We got mixed up trying to get out of Rome. We were headed in the right direction, parallel to a nice 4 lane highway but couldn't find out how to get on it. After making a big U turn and returning almost all the way to the ring road in Rome we were finally headed north again on a better road. We headed toward Assisi.
We left Assisi, planning to spend a couple of days in Perugia before then driving to the route of Saturday’s stage of the Giro d’Italia bike race. But after navigating the steepest city streets so far, we found the gates of the campground closed. “Next month open,” said the workmen. “Now open,” we muttered, quoting the camping book. When we asked if there was another campground, he pointed further up the hill, but then looked at Rover and shook his head and said he wouldn’t try it. We scraped bottom turning around in their camping entrance and headed for Sienna instead, where the GPS sent us up more unnecessarily steep urban hills to a campground terraced on a hillside, complete with its own hairpin curves.
It’s nice to know Italy can do something besides Baroque. Something like . . . oh . . . maybe Gothic. Or maybe it’s only Sienna that can do Gothic: the Lonely Planet guidebook says the city’s economic decline in the 1500s meant that nobody could be bothered to tear down its medieval buildings and replace them with up-to-date ones. Earlier, they had never gotten around to enlarging the cathedral. So it has stayed like this. Beautifully so.
We caught a bus into Sienna and spent a few hours visiting their great city square and incredible cathedral, via twisting streets lined with shops selling souvenirs, pastries, and expensive shoes.

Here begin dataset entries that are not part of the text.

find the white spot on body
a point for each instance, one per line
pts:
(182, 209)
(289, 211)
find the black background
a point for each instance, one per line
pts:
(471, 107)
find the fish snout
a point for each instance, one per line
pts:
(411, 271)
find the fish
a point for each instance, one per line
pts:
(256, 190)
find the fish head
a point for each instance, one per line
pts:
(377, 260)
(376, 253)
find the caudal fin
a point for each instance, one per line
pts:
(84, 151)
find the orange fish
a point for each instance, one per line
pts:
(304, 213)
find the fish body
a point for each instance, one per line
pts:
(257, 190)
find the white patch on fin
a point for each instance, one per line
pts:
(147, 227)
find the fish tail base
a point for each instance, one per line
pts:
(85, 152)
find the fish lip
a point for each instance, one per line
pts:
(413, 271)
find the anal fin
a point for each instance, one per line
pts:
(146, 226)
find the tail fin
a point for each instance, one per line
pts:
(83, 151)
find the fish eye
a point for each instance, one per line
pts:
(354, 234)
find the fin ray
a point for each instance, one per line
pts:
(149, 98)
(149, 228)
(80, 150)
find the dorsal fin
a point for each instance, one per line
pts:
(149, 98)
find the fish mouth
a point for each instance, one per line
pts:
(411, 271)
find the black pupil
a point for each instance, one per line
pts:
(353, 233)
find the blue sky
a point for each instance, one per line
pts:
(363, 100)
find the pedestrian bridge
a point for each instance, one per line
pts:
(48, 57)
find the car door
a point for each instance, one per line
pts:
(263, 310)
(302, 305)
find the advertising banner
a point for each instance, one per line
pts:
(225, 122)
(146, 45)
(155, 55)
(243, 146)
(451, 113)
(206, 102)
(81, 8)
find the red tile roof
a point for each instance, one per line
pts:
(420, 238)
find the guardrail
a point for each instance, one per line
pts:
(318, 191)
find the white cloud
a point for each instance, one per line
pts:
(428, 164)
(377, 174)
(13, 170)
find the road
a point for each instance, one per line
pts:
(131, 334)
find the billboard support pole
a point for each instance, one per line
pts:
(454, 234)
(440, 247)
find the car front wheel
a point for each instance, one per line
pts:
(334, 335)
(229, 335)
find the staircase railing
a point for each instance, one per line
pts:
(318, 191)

And no graffiti. (Susan certainly wishes she needed shoes.)
On Friday we drove 20 miles to get close to Saturday’s race route. We’re at a resort campground on top of another Tuscan hill: more terraced camper pitches, a big open-air swimming pool (very cold), an enclosed spa (tepid), a restaurant with linen tablecloths, and a wifi that won’t assign us an IP address. We’ve run into that problem before but don’t remember how to fix it. The view from up here is wonderful, but it started to rain last night around 10 pm and hasn’t quit yet. So we really can’t see anything and it is going to be a miserable day to wait for a bike race.
So we have two questions: is there anything we can do when a campground’s wifi won’t recognize our Mac’s network settings? and can we convince our Garmin Nuvi GPS to keep us on less challenging city streets instead of directing us to steep, narrow ones in order to save us a few drops of gas or 30 seconds of driving time? Anybody? (Oh, and a third one: how are the Twins doing against the Yankee$? The BBC shortwave won’t say. It seems to think oil spills and Falling €s are the only things worth mentioning.)
The campground there is about two miles from the city, but they regularly provided transportation for a price. So we paid the price and road up the hill into the walled city. Visited the two churches, one on top of the other, walked all around and caught the ride back. It was busy with tourists and we were glad we had not tried to drive Rover into the city. Our best view was at sunset from the campground.